Perspectives from the Himalaya

A Reset

When fragmentation occurs and the path taken bends unexpectedly, the physicality of being begins to shred little by little. On the mat, realignment occurs. Breath slows down and becomes the companion that cleans the slate. A reset.

The shades of sun and earth begin to colour the walls, glowing and warm so that the attention of the dweller turns out to the beauty that lays bare beyond the window frame when the first ray breaks through; and when the sun retires beyond the western horizon, the senses turn inwards capturing the last flutter of the firefly and breathes in the penetrating silence that holds the night still.

‘Mondays are meshed with Tuesdays
and the week with the whole year.
Time cannot be cut
with your weary scissors,
and all the names of the day
are washed out by the waters of night.

No one can claim the name of Pedro,
nobody is Rosa or Maria,
all of us are dust or sand,
all of us are rain under rain.
They have spoken to me of Venezuelas,
of Chiles and of Paraguays;
I have no idea what they are saying.
I know only the skin of the earth
and I know it is without a name.

When I lived amongst the roots
they pleased me more than flowers did,
and when I spoke to a stone
it rang like a bell.

It is so long, the spring
which goes on all winter.
Time lost its shoes.
A year is four centuries.

When I sleep every night,
what am I called or not called?
And when I wake, who am I
if I was not while I slept?

This means to say that scarcely
have we landed into life
than we come as if new-born;
let us not fill our mouths
with so many faltering names,
with so many sad formalities,
with so many pompous letters,
with so much of yours and mine,
with so much of signing of papers.

I have a mind to confuse things,
unite them, bring them to birth,
mix them up, undress them,
until the light of the world
has the oneness of the ocean,
a generous, vast wholeness,
a crackling fragrance.’

Too Many Names by Pablo Neruda, translated by Anthony Kerrigan.
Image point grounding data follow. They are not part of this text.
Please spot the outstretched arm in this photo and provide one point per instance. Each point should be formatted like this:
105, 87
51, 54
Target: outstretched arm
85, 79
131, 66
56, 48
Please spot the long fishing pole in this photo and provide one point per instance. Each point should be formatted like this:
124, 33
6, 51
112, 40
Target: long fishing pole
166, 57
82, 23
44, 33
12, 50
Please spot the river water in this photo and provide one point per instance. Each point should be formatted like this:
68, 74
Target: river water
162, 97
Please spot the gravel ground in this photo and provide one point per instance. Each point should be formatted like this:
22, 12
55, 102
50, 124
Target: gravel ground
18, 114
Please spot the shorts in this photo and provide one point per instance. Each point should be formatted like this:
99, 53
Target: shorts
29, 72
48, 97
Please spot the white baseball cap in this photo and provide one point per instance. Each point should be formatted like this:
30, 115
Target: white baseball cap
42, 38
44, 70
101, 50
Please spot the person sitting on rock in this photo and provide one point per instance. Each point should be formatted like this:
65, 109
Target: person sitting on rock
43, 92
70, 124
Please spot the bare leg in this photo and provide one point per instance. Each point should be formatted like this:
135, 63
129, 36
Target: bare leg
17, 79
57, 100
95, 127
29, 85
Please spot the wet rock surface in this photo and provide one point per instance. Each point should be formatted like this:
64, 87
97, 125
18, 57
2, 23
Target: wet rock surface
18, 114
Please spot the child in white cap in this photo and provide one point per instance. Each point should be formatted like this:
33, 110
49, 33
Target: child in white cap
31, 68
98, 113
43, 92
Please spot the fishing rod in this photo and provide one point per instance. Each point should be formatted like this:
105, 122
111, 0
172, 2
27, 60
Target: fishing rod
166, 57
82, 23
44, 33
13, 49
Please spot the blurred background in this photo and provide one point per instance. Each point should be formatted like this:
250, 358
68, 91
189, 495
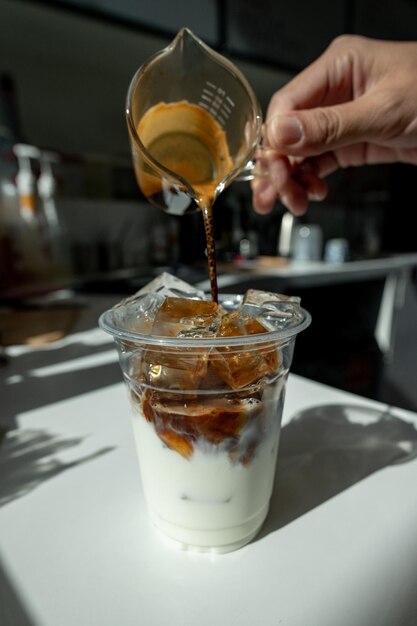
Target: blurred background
72, 216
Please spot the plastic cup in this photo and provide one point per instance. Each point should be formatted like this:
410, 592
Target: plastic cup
206, 420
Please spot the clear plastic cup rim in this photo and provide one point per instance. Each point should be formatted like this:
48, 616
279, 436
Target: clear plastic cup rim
109, 325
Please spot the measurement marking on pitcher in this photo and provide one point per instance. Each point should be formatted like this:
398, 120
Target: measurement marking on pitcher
215, 100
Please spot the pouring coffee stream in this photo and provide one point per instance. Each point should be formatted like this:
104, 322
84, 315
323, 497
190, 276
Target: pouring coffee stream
194, 125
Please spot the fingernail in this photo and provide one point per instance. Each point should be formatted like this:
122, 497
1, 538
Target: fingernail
286, 130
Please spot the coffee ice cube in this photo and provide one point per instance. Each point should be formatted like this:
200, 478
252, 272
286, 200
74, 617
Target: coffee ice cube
274, 310
169, 285
239, 367
182, 425
171, 368
182, 317
137, 313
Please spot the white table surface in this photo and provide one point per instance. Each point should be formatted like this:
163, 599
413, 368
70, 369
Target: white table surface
339, 547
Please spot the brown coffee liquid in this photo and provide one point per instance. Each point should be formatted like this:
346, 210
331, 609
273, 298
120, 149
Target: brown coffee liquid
189, 142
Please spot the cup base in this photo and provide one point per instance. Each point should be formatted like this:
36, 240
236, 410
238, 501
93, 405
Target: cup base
211, 541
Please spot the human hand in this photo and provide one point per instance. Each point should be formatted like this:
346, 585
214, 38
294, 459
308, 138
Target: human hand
355, 105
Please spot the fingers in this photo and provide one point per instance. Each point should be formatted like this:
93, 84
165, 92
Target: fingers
325, 82
289, 183
311, 132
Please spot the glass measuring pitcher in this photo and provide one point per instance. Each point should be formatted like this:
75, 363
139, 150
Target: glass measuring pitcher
194, 125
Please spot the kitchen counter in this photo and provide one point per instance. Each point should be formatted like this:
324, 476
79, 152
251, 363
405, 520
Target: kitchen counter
293, 274
77, 547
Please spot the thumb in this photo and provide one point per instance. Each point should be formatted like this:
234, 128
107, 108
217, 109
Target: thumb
310, 132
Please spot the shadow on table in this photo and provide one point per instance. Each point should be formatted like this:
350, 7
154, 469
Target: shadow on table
328, 448
28, 458
12, 609
22, 390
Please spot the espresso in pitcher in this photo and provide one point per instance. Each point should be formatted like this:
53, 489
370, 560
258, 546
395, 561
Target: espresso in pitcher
186, 140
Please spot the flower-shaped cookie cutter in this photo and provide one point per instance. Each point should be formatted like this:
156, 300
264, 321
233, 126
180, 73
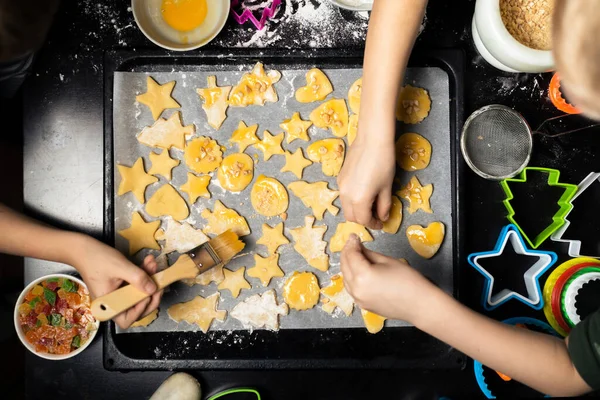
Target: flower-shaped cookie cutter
533, 298
575, 245
247, 14
564, 203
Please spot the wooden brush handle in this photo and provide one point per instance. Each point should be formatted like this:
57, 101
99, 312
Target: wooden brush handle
112, 304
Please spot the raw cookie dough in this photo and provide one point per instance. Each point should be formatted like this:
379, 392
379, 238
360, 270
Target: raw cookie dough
413, 152
295, 163
166, 201
140, 234
336, 295
203, 155
255, 88
426, 241
373, 322
270, 145
157, 97
301, 291
343, 232
417, 196
260, 311
244, 136
236, 172
309, 243
200, 311
395, 219
166, 133
162, 164
317, 87
147, 320
332, 114
272, 237
214, 102
234, 281
222, 219
330, 153
296, 128
354, 94
316, 196
269, 197
352, 128
179, 237
196, 186
134, 179
266, 268
413, 105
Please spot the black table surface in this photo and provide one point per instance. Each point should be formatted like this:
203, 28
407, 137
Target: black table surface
68, 79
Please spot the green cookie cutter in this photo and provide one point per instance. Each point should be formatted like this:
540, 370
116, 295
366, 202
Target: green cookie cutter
564, 202
234, 391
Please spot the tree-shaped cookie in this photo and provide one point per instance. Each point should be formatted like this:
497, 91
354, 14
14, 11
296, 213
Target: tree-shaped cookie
316, 196
157, 97
135, 179
200, 311
140, 234
166, 133
309, 243
214, 102
260, 311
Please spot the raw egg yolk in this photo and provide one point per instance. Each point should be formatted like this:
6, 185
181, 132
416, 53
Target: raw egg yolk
184, 15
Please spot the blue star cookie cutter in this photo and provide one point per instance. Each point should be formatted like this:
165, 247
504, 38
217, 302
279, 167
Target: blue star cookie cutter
533, 298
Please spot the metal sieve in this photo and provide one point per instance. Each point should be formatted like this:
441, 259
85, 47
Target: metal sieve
496, 142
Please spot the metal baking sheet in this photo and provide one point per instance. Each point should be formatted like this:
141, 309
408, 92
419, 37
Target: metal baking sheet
131, 117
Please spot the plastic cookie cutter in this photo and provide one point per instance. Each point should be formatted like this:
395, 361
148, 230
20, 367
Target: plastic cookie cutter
247, 14
559, 217
533, 298
478, 367
575, 245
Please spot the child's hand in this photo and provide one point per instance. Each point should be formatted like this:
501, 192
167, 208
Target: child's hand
384, 285
104, 270
366, 178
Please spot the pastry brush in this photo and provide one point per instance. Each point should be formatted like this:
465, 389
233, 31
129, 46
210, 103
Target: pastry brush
217, 251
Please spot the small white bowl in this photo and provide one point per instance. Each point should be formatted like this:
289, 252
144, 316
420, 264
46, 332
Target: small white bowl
21, 335
148, 17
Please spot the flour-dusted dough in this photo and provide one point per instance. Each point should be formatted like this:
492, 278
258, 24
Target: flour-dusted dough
200, 311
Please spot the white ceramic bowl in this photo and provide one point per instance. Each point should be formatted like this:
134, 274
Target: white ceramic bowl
498, 47
22, 335
150, 21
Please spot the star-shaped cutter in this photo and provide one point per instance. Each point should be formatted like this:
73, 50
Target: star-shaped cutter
558, 219
510, 234
575, 245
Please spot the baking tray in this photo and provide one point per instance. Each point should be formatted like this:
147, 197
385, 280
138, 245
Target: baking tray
291, 348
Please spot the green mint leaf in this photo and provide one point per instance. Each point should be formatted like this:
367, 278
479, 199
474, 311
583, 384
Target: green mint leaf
50, 296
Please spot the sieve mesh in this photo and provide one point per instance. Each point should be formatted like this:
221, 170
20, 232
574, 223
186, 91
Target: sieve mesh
496, 142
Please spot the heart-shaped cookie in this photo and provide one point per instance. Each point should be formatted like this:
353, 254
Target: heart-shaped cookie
426, 241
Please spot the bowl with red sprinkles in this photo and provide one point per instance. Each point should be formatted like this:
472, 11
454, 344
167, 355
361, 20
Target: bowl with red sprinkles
53, 317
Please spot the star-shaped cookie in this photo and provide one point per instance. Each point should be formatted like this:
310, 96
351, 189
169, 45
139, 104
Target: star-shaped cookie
316, 196
273, 237
162, 164
200, 311
135, 179
140, 234
295, 163
158, 97
266, 268
296, 128
244, 136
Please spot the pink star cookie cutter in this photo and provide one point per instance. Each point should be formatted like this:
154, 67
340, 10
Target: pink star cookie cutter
247, 14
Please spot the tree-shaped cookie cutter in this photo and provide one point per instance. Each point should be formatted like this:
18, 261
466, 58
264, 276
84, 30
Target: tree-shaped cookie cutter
241, 18
564, 203
575, 245
534, 298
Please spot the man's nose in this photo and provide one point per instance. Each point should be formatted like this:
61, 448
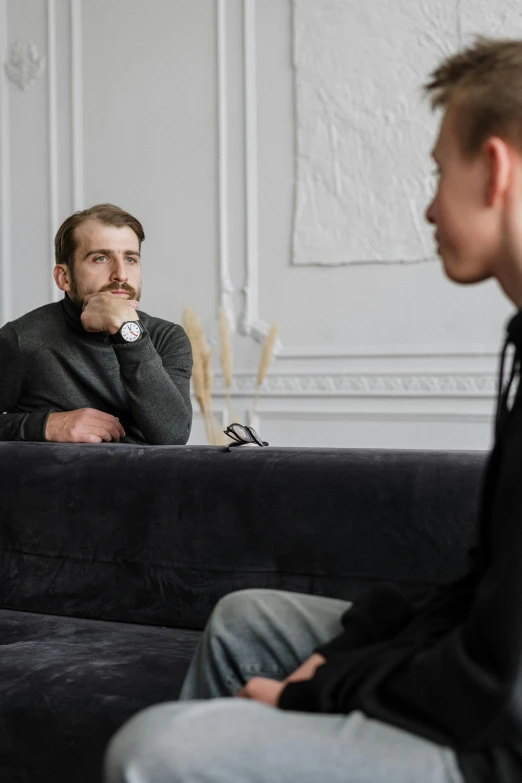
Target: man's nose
430, 213
119, 270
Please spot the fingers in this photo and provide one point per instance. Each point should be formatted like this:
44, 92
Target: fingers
102, 425
91, 439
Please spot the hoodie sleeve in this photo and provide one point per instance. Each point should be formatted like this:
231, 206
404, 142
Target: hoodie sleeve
464, 687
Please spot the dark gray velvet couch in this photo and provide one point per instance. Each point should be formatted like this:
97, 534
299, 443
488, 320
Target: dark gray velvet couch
112, 557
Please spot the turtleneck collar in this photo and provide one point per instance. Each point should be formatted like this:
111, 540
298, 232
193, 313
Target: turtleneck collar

A video by the Written World


The joy in a young child brimming with life and curiosity reverberates through. The tween claws through his agitation trying to mark and distinguish his disposition, trending between freedom, accountability and responsibility. The middle kid strained by conditions set by the two, tugs fiercely for his position although often inclined to be influenced by them The elderly having seen and been through much in life smile silently at the chaos knowing the messiness of it all.

Life moves along on an upbeat, not knowing what the day will bring. But the mat is always there, always ready to merge with the breath and regulate the rhythm.